Arlo underscored new strategic alliances, including a Samsung SmartThings service offering, an Xfinity collaboration with Comcast, and continued integration with ADT, which are expected to ramp meaningfully in 2027. On capital allocation, the board authorized an additional $50 million share repurchase after buying back $45.5 million in 2025, and the company invested $12.8 million in Origin Wireless to bolster its technology stack.

Product Gross Margin Still a Drag

Despite overall margin gains, Q4 product gross margin remained negative at roughly –14.4%, weighed down by end‑of‑life costs on older devices and promotional discounts around the big launch. Management noted an improvement of about 300 basis points versus Q3 but acknowledged that product remains a headwind to consolidated margins until mix and costs improve further.
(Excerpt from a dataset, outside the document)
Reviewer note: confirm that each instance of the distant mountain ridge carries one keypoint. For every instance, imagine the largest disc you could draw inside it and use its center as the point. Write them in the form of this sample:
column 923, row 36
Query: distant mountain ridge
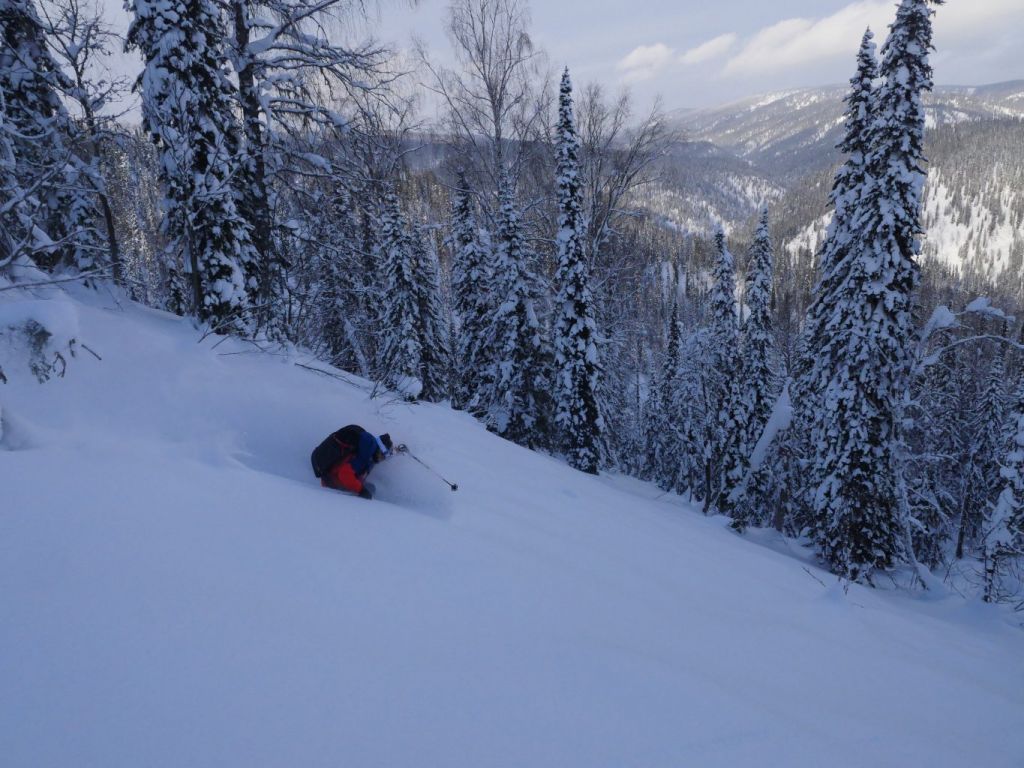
column 780, row 148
Tariff Overhang Adds Cost Uncertainty

Tariffs remain another source of pressure, as Arlo faces legal and regulatory uncertainty after a recent court ruling, prompting management to assume a 20% tariff in its outlook. This conservative stance bakes elevated product costs into guidance until there is greater clarity, potentially dampening near‑term hardware profitability.
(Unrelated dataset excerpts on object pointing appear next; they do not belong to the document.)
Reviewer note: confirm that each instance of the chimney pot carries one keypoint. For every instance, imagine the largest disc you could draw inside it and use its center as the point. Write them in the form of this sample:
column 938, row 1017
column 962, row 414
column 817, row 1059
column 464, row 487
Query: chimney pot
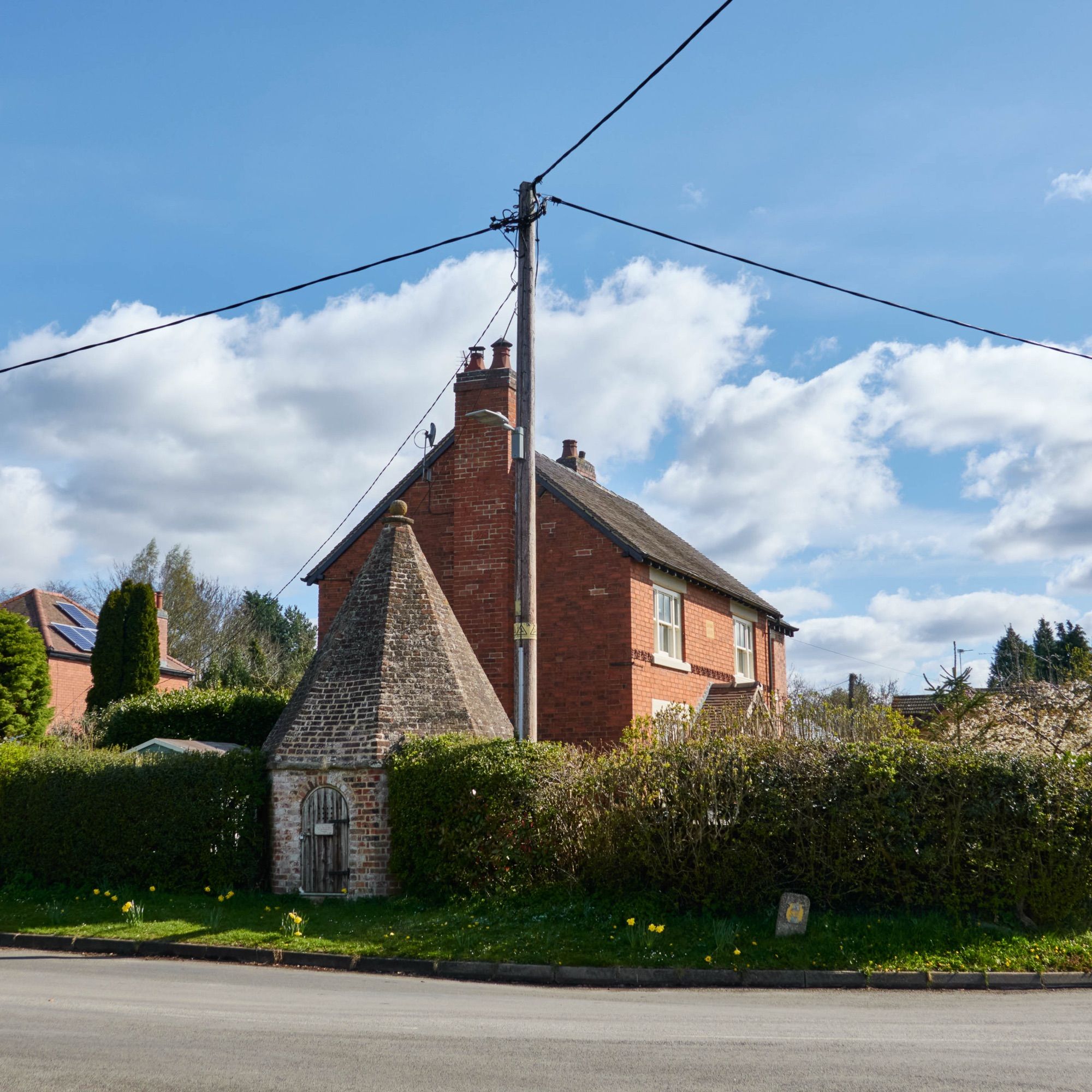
column 502, row 354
Memory Costs and Supply-Chain Considerations

Rising memory prices also pose a headwind, with management estimating memory at roughly 4% to 6% of the bill of materials and acknowledging recent cost increases. Arlo expects multi‑supplier access to help mitigate the impact and has already incorporated higher component costs into its financial plans, aiming to protect margins.
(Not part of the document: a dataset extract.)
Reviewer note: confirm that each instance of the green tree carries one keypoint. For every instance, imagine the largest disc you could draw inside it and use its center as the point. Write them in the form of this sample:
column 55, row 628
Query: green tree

One-Time and Lower-Margin Revenue Elements

About $4 million of Q4 services revenue came from nonrecurring engineering work tied to a strategic partner, which boosts the top line but carries slightly lower margins and will not repeat regularly. Management separated this component to emphasize that the core trajectory of subscription profitability remains intact despite the mixed revenue quality.

Inventory Management After a Major Launch

Inventory ended Q4 at $41.2 million, with turnover slipping to 5.9 times from 6.4 times in Q3, a modest softening following the large product rollout. Executives attributed the change to deliberate management of channel stocking and year‑end inventory levels, suggesting no major demand concerns despite the slower turn.

Guidance Points to Growing Services and Profitability

For Q1 2026, Arlo guided revenue to $135 million to $145 million with GAAP EPS between $0.01 and $0.07 and non‑GAAP EPS of $0.17 to $0.23. For full‑year 2026, the company expects $550 million to $580 million in revenue, service sales above 65% of the total, more than 20% service‑revenue growth, rising ARR, improving product margins, and expanding profitability and free cash flow, assuming current tariffs stay in place.

Arlo’s earnings call painted the picture of a company steadily transforming from a hardware vendor into a high‑margin subscription platform, with strong growth and cash generation offsetting pockets of product and cost pressure. For investors, the key themes are accelerating services, improving unit economics, and disciplined guidance that leaves room for upside if hardware margins and tariff headwinds ease.